A independência do Brasil, ocorre sem a participação popular. Assim como no período


colonial, a maioria da população fica excluída dos direitos civis e políticos. O sentimento de
nacionalidade, se manifesta apenas no período final do império, assim como a abolição da
escravidão que ocorre apenas no penúltimo ano do período. Dentre as características da implantação
(ou falta dela) do período, pode-se destacar:

→ Apesar da implantação da primeira constituição e da obtenção do voto (em determinada medida


até bastante amplo), o tipo de identificação cultural e nacional no Brasil, era fragmentado, ou seja,
se dava por regiões. A população não se identificava como brasileira, mas sim como pernambucana,
paraibana, baiana, etc. A tentativa do processo de identificação brasileira, ocorre apenas durante a
guerra do Paraguai (1865), devido a um conjunto de fatores: Luta contra um inimigo externo,
formação de uma liderança política (chefe inspirador), culto ao símbolo nacional (bandeira),
união de voluntários (orgulho)

→ A formação do Estado (país) brasileiro, não parte, portanto da iniciativa da população civil, nem
se dá através da união da nação, mas sim da negociação entre a elite portuguesa, com a Inglaterra e
a elite brasileira

→ Quanto ao voto, apesar da grande parcela a qual foi possibilitado o voto – no Brasil, em 1881
cerca de 50% da população masculina votava, enquanto que em 1770, em Portugal, apenas 9%, na
Itália 2% e na Inglaterra 7% - essa parcela não possuía condições de votar de forma consciente, nas
palavras de José Murilo de Carvalho, um dos principais expoentes do estudo da cidadania no Brasil,
o perfil dos votantes:

Os brasileiros tornados cidadãos pela constituição eram as mesmas pessoas que tinham vivido os três
séculos de colonização nas condições que já foram descritas. Mais de 85% eram analfabetos, incapazes de
ler um jornal, um decreto do governo, um alvará da justiça, uma postura municipal. Entre os analfabetos
incluíam-se muitos dos grandes proprietários rurais, mais de 90% da população viva em áreas rurais, sob o
controle ou a influência dos grandes proprietários. Nas cidades, muitos votantes eram funcionários públicos
controlados pelo governo(…) A maior parte dos cidadãos do novo país não tinha tido prática do exercício
do voto durante a colônia. Certamente, não tinha tido noção do que fosse um governo representativo, do que
significava o ato de escolher alguém como seu representante político.

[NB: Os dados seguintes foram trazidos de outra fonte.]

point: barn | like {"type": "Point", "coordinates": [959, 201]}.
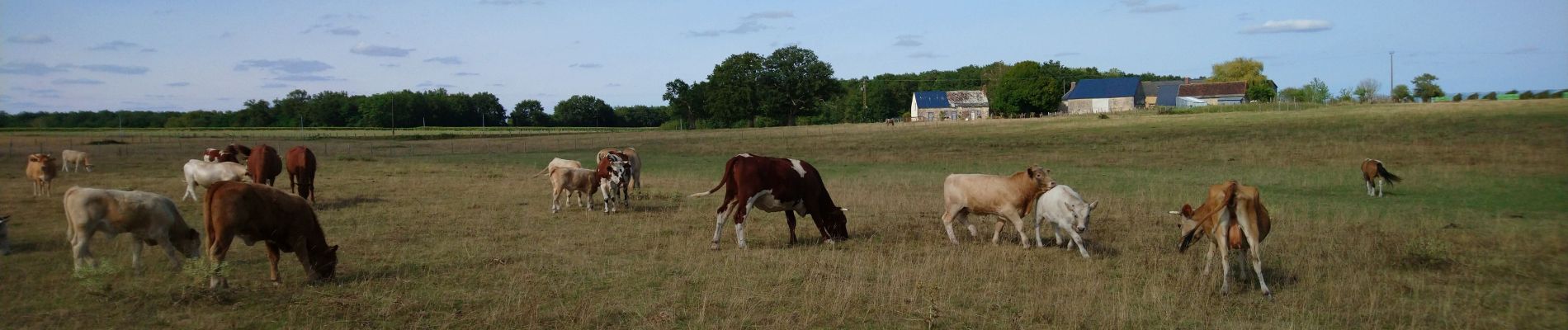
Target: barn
{"type": "Point", "coordinates": [932, 105]}
{"type": "Point", "coordinates": [1103, 96]}
{"type": "Point", "coordinates": [1228, 92]}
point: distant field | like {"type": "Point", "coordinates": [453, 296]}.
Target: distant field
{"type": "Point", "coordinates": [455, 233]}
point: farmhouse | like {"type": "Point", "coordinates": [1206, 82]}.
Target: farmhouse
{"type": "Point", "coordinates": [932, 105]}
{"type": "Point", "coordinates": [1103, 96]}
{"type": "Point", "coordinates": [1228, 92]}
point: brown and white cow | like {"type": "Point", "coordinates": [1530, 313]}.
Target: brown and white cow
{"type": "Point", "coordinates": [41, 171]}
{"type": "Point", "coordinates": [1007, 197]}
{"type": "Point", "coordinates": [1235, 218]}
{"type": "Point", "coordinates": [775, 185]}
{"type": "Point", "coordinates": [76, 160]}
{"type": "Point", "coordinates": [301, 172]}
{"type": "Point", "coordinates": [276, 218]}
{"type": "Point", "coordinates": [264, 165]}
{"type": "Point", "coordinates": [149, 218]}
{"type": "Point", "coordinates": [1372, 171]}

→ A escravidão que só foi abolida em 1888, também não partiu de iniciativa popular, demonstrando
a falta de amadurecimento de consciência, mas das elites, pressionadas pelos interesses econômicos
internacionais. Acontece que a escravidão foi mantida enquanto prestou aos interesses do
desenvolvimento dos Estados Nacionais europeus e na consolidação da revolução industrial, através
da importação de negros africanos que eram mestre em técnicas de trabalho como ferreiros,
carpinteiros, marceneiros. Consolidada essa etapa do capitalismo, o interesse em uma população
livre, que consumisse e que custasse menos devido ao baixo salário, foi fator predominante na
abolição. O Brasil foi o último país de tradição ocidental a abolir a escravidão.